The Toronto outfit has returned with their 5th long-player, and the first since 2016’s Congrats, which itself was their first since 2010’s Latin. You see, they released three albums between 2005 and 2010, and then they appear to have taken a long break. Whatevs. They piss people off, largely due to their name. What is it, actually, with Toronto bands and the word ‘fuck’? There is, of course, the brilliant punk-ish Fucked Up, also from the Centre of the Universe (only people in Toronto think they are at the centre of the universe, and the Canadian Constitution actually contains a clause, Art. 119, Sec. 3, which states that if one is not actually from Toronto, one is compelled to hate it; in fact, I would argue that what keeps Canada together, despite separatist movements, is Toronto, we all hate it, but Torontonians are too into themselves to notice).
The name has got them a lot of attention, both good and bad. On Apple Music, their name is redacted as Holy F*ck. Back in 2008, the Canadian government, then under the control of the nefarious Conservative Party, with Stephen Harper as PM, cancelled the PromArt programme, which helped fund international tours by Canadian artists. One of the justification was, according to a government memorandum, that ‘a rock band that uses an expletive as part of its name’ had taken advantage of the programme, amongst other horrible things that artists apparently do in the Conservative imagination. It is entirely possible that this referred to Fucked Up, but it likely was Holy Fuck that incurred the wrath of our small-minded political class.
Anyway. Deleter. I’ve played this album four or five times now, and it is excellent. Holy Fuck make moody electronic post-punk music, and this album is chock-a-block. Opening track ‘Luxe,’ features Hot Chip’s Alexis Taylor, and sets the mood for the album. It begins with a synthesized bass track, before Taylor’s distended, atmospheric and detached vocals are layered over, as the synthesized bass track and percussion that come with it speed up ever so notably, before at around the 1.26 mark, the drums kick in proper and take over as the driver of the song. This is a killer track.

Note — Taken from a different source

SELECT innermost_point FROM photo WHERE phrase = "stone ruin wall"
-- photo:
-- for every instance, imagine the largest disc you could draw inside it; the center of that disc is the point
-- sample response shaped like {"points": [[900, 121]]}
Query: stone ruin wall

Liars’ Angus Andrew guests on the next track, ‘Deleters,’ the sort-of title track. Over a driving synthesizer bit, and McQuaid and Schultz’s driving rhythm and beat, Andrew lays down this muted, haunted vocal track.
‘Endless’ is one of my favourite tracks, centred as it is around a post-punk bass and a keyboard flourish that wouldn’t sound out of place on a late 80s/early 90s Cure album. Nick Allbrook of Pond guests on ‘Free Gloss,’ which is, as you would imagine, a glossy song. This is the club banger, centred around a sexy, slippery bass line.
‘Moment,’ is, I think, my favourite track. Schultz’ drums are ace on this track, before a Peter Hook-y bass line enters the equation from McQuaid, lending the track a New Order-y feel, which is only compounded with the synthesizers. Once the track gets going, this is a driving one, with a danceable beat and rhythm. The synthesizers would tie in nicely with a strobe light, as it happens.
Taken together, Deleter, is a welcome addition to the Holy Fuck oeuvre, and a nice surprise.